Die Volkswirtschaftslehre, deren Kurzbezeichnung VWL ist, wird auch Nationalökonomie oder Sozialökonomie genannt und ist ein Teilgebiet der Wirtschaftswissenschaften. Als solche konzentriert sie sich auf das menschliche Handeln unter wirtschaftlichen Bedingungen. Sie entwickelt Gesetzmäßigkeiten und sucht nach dem maximalen Nutzen für den Einzelnen. Ein Kernbereich ist die Theorie der Wirtschaftspolitik und ihre Möglichkeiten der wirtschaftlichen Einflussnahme.

Einzelwirtschaftliche Zusammenhänge und Vorgänge werden im Rahmen der Mikroökonomie untersucht, während sich Makroökonomie auf die Betrachtung gesamtwirtschaftlicher Vorgänge konzentriert.

Die Mikroökonomie ist in erster Linie eine Auseinandersetzung mit Theorien. Wichtige Teilgebiete sind unter anderem die Haushaltstheorie, die Produktionstheorie und die Preistheorie, die sich mit der Nachfrage auf der Seite des Konsumenten oder mit der Angebotsseite auf Produktionsebene und auch mit den Märkten an sich und ihrer Preisentwicklung beschäftigt.

Themen der Makroökonomie, die gesamtwirtschaftliche Zusammenhänge und Entwicklungen auf verschiedenen Ebenen untersucht, sind Preisniveau und Konjunkturtheorie sowie Konsum, Einkommen, Investitionen und der Arbeitsmarkt.

Unerlässlich ist deshalb im Studienmodul Volkswirtschaftslehre die Auseinandersetzung mit quantitativen Untersuchungsmethoden, bei denen es sich regelmäßig um empirische Untersuchungen handelt, unter Hinzuziehung mathematischer Methoden wie Statistik und Stochastik sowie Testhypothesen.

In enger Beziehung zur Volkswirtschaftslehre stehen auch Disziplinen wie die Finanzwissenschaft, Wirtschaftsgeographie und Wirtschaftsgeschichte.

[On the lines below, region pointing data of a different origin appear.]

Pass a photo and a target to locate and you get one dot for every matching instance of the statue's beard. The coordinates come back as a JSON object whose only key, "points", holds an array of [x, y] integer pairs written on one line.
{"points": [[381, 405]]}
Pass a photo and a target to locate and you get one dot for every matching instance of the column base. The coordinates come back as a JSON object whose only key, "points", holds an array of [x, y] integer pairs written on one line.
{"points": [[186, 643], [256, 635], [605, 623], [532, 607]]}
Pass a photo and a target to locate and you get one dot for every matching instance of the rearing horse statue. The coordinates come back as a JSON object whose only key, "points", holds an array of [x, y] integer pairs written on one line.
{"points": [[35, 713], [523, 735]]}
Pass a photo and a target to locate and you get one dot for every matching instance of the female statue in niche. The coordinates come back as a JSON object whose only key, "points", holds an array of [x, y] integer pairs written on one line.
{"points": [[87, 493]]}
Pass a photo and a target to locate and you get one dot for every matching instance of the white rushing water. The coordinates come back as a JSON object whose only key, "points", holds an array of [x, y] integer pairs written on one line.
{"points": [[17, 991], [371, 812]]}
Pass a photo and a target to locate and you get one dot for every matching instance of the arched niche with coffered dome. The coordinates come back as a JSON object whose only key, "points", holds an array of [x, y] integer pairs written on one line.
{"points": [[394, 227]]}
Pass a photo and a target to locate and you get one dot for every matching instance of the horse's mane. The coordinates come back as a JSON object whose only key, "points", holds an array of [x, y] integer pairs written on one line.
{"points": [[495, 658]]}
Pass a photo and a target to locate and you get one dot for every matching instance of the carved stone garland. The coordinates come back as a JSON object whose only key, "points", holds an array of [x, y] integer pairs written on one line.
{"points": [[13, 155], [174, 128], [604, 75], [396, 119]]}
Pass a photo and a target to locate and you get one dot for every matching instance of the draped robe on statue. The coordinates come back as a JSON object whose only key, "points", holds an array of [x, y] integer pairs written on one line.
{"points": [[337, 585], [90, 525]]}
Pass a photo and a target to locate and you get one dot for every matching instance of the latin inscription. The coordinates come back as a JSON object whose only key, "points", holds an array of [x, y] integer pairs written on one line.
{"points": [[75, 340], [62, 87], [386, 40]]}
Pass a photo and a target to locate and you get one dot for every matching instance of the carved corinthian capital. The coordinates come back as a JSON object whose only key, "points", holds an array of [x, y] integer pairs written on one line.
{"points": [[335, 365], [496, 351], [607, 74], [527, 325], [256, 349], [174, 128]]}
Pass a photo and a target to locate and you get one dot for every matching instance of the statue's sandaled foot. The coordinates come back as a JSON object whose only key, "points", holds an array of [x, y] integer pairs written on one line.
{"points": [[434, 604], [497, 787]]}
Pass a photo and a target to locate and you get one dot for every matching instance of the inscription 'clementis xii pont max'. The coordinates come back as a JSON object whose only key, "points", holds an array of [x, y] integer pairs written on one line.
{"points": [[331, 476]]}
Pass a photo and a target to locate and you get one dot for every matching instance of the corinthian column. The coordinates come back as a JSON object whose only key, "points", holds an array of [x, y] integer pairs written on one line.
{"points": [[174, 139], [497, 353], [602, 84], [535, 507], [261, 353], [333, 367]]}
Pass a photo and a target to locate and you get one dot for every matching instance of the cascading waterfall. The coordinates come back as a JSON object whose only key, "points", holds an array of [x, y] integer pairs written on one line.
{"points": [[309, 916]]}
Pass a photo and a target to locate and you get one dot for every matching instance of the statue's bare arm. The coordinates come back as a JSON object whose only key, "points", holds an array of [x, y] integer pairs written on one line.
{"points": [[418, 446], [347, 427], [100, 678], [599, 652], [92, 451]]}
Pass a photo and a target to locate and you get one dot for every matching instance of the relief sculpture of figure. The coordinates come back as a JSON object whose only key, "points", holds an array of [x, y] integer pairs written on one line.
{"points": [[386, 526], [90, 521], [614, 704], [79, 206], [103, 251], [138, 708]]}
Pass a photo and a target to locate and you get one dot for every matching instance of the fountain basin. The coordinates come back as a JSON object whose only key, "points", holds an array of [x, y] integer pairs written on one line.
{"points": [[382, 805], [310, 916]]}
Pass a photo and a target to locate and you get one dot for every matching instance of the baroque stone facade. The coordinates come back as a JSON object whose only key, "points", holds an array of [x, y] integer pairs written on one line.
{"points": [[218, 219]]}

Darüber hinaus gibt es noch eine Reihe von Spezialdisziplinen, beispielsweise die Industrieökonomie, die Entwicklungsökonomie, die Familienökonomie, die Gesundheitsökonomie und die Umweltökonomie, die ebenfalls unter mikro- und makroökonomischen Aspekten untersucht werden.